1

I am using python boto to interact with s3. The files I have on s3 are CSV's where I'd like to read lines from s3 using a buffer to bound memory usage.

I was wondering if anyone had any way of composing python's io classes to achieve this? The goal is to have some sort of abstraction that is able to wrap boto Key, and provides a readline or iterator interface over the key (which only provides a read(size=0) call. The complexity is that since it is stored as a CSV, each row is variable length.

The goal was to have an abstraction that I was able to wrap python boto key with and then implemented iterator protocol so that I could pass it to csv reader, which I ended up implementing myself.

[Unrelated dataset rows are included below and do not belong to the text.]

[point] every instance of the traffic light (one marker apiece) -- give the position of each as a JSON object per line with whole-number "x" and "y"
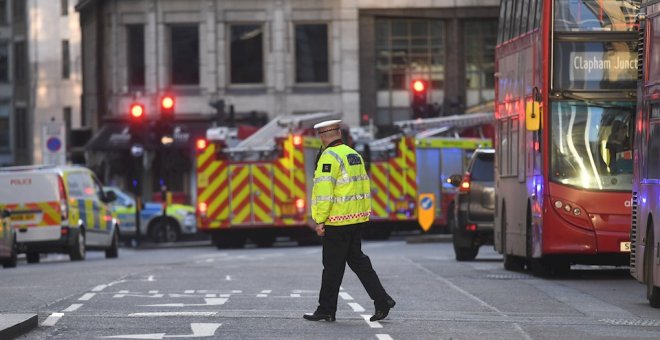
{"x": 420, "y": 89}
{"x": 166, "y": 122}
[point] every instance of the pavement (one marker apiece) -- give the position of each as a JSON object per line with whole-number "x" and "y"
{"x": 14, "y": 325}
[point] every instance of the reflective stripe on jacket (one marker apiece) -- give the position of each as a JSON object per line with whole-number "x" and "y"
{"x": 341, "y": 192}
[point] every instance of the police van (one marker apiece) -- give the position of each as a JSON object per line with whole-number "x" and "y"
{"x": 59, "y": 209}
{"x": 7, "y": 242}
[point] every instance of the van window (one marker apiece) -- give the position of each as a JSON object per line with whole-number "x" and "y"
{"x": 80, "y": 185}
{"x": 482, "y": 169}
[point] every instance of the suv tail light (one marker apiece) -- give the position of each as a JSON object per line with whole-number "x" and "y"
{"x": 465, "y": 183}
{"x": 64, "y": 205}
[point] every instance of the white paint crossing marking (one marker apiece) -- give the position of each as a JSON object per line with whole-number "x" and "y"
{"x": 73, "y": 307}
{"x": 209, "y": 302}
{"x": 159, "y": 314}
{"x": 356, "y": 307}
{"x": 374, "y": 324}
{"x": 52, "y": 319}
{"x": 200, "y": 330}
{"x": 345, "y": 296}
{"x": 87, "y": 296}
{"x": 99, "y": 288}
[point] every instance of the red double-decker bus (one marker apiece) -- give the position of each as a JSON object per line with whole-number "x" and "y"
{"x": 565, "y": 105}
{"x": 645, "y": 229}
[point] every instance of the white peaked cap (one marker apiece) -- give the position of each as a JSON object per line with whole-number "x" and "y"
{"x": 327, "y": 123}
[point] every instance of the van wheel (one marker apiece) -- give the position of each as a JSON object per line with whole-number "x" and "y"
{"x": 32, "y": 257}
{"x": 13, "y": 257}
{"x": 165, "y": 230}
{"x": 113, "y": 251}
{"x": 78, "y": 250}
{"x": 652, "y": 292}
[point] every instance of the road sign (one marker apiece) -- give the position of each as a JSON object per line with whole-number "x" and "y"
{"x": 53, "y": 143}
{"x": 426, "y": 210}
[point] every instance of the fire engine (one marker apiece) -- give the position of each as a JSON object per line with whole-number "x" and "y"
{"x": 260, "y": 188}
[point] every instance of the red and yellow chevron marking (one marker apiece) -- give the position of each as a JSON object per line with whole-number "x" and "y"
{"x": 213, "y": 188}
{"x": 50, "y": 212}
{"x": 262, "y": 193}
{"x": 403, "y": 177}
{"x": 379, "y": 190}
{"x": 289, "y": 182}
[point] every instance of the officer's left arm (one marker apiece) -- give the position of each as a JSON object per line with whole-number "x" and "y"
{"x": 325, "y": 178}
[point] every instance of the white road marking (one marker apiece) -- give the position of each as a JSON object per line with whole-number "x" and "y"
{"x": 87, "y": 296}
{"x": 200, "y": 330}
{"x": 73, "y": 307}
{"x": 356, "y": 307}
{"x": 159, "y": 314}
{"x": 99, "y": 288}
{"x": 209, "y": 302}
{"x": 345, "y": 296}
{"x": 374, "y": 324}
{"x": 52, "y": 319}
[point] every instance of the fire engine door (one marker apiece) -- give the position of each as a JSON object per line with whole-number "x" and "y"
{"x": 251, "y": 194}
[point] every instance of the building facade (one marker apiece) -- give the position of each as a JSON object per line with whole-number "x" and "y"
{"x": 357, "y": 57}
{"x": 40, "y": 75}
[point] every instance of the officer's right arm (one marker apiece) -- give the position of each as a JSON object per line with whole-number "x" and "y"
{"x": 325, "y": 178}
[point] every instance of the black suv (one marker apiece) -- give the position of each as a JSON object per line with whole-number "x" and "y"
{"x": 472, "y": 220}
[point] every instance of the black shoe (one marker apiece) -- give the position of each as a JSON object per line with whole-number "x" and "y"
{"x": 318, "y": 316}
{"x": 381, "y": 312}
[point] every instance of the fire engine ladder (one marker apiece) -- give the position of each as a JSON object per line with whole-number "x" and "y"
{"x": 264, "y": 138}
{"x": 428, "y": 127}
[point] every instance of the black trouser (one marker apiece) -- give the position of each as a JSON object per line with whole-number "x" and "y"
{"x": 342, "y": 245}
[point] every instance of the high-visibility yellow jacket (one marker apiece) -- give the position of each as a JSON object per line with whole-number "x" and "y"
{"x": 341, "y": 193}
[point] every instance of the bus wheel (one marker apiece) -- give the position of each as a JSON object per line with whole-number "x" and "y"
{"x": 511, "y": 262}
{"x": 652, "y": 292}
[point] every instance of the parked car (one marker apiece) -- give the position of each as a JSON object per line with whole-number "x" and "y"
{"x": 472, "y": 221}
{"x": 179, "y": 219}
{"x": 8, "y": 256}
{"x": 58, "y": 209}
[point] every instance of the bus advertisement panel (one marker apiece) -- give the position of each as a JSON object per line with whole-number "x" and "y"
{"x": 565, "y": 107}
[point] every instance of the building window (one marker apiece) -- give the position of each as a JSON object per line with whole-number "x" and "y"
{"x": 20, "y": 128}
{"x": 4, "y": 125}
{"x": 184, "y": 46}
{"x": 246, "y": 54}
{"x": 479, "y": 39}
{"x": 64, "y": 7}
{"x": 66, "y": 60}
{"x": 135, "y": 55}
{"x": 19, "y": 10}
{"x": 3, "y": 12}
{"x": 312, "y": 53}
{"x": 20, "y": 62}
{"x": 4, "y": 62}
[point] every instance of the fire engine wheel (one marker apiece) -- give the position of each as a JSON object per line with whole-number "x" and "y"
{"x": 32, "y": 257}
{"x": 78, "y": 250}
{"x": 12, "y": 260}
{"x": 165, "y": 231}
{"x": 652, "y": 292}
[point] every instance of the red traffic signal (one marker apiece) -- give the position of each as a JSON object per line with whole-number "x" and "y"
{"x": 136, "y": 111}
{"x": 419, "y": 86}
{"x": 167, "y": 106}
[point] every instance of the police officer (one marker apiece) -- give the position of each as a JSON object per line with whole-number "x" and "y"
{"x": 341, "y": 204}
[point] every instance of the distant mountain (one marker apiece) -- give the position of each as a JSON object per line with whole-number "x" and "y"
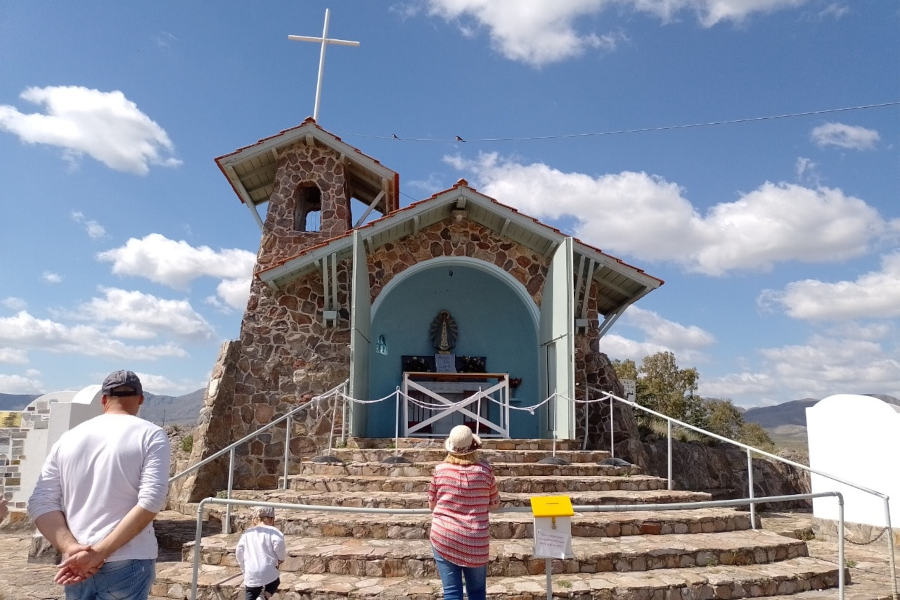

It looks like python io really has all the pieces to do this BufferedReader and TextIOWrapper, and I fooled around with it by naively trying to pass the boto Key to it, but BufferedReader expected an IOBase object.

I then implemented the IOBase protocol around the Key but got unicode errors, and just generally wasn't sure what I was doing.

Does anyone know if python io can do something similar to what's described above??


Technical specs:

There is a directory of 1-100 CSV files on s3. All have the same format, but a variable number of rows. I am trying to implement a function that takes an iterator of boto Keys.

Key provides a read(num_bytes) method.

def yield_lines(keys_iterator):
   # had to custom implement this
   # any way using io??
   # yield each CSV row across keys that only provide `read()` method

My initial attempt was to try and make boto Key adhere to IOBase. I would compose it with a buffered reader and then try and read lines from it using a TextIOWrapper but ran into encoding issues with readinto.

class IOCompatibleKey(object):

   def __init__(self, s3_key):
      self.s3_key = s3_key

   def readable(self):
      return True

   def writeable(self):
      return False

   def read(num_bytes):
      return self.s3_key.read(num_bytes)

   def readinto(n):
      # .... ?????

buffered_reader = BufferedReader(IOCompatibleKey(s3_key))
text_reader = TextIOWrapper(buffered_reader)
for line in text_reader: # <- IS THIS POSSIBLE????
    print(line)
dm03514
  • 54,664
  • 18
  • 108
  • 145

1 Answers1

4

In Python 2, you want to avoid a TextIOWrapper object, as the csv.reader() object expects a bytestring instead. It can't handle the unicode objects TextIOWrapper provides.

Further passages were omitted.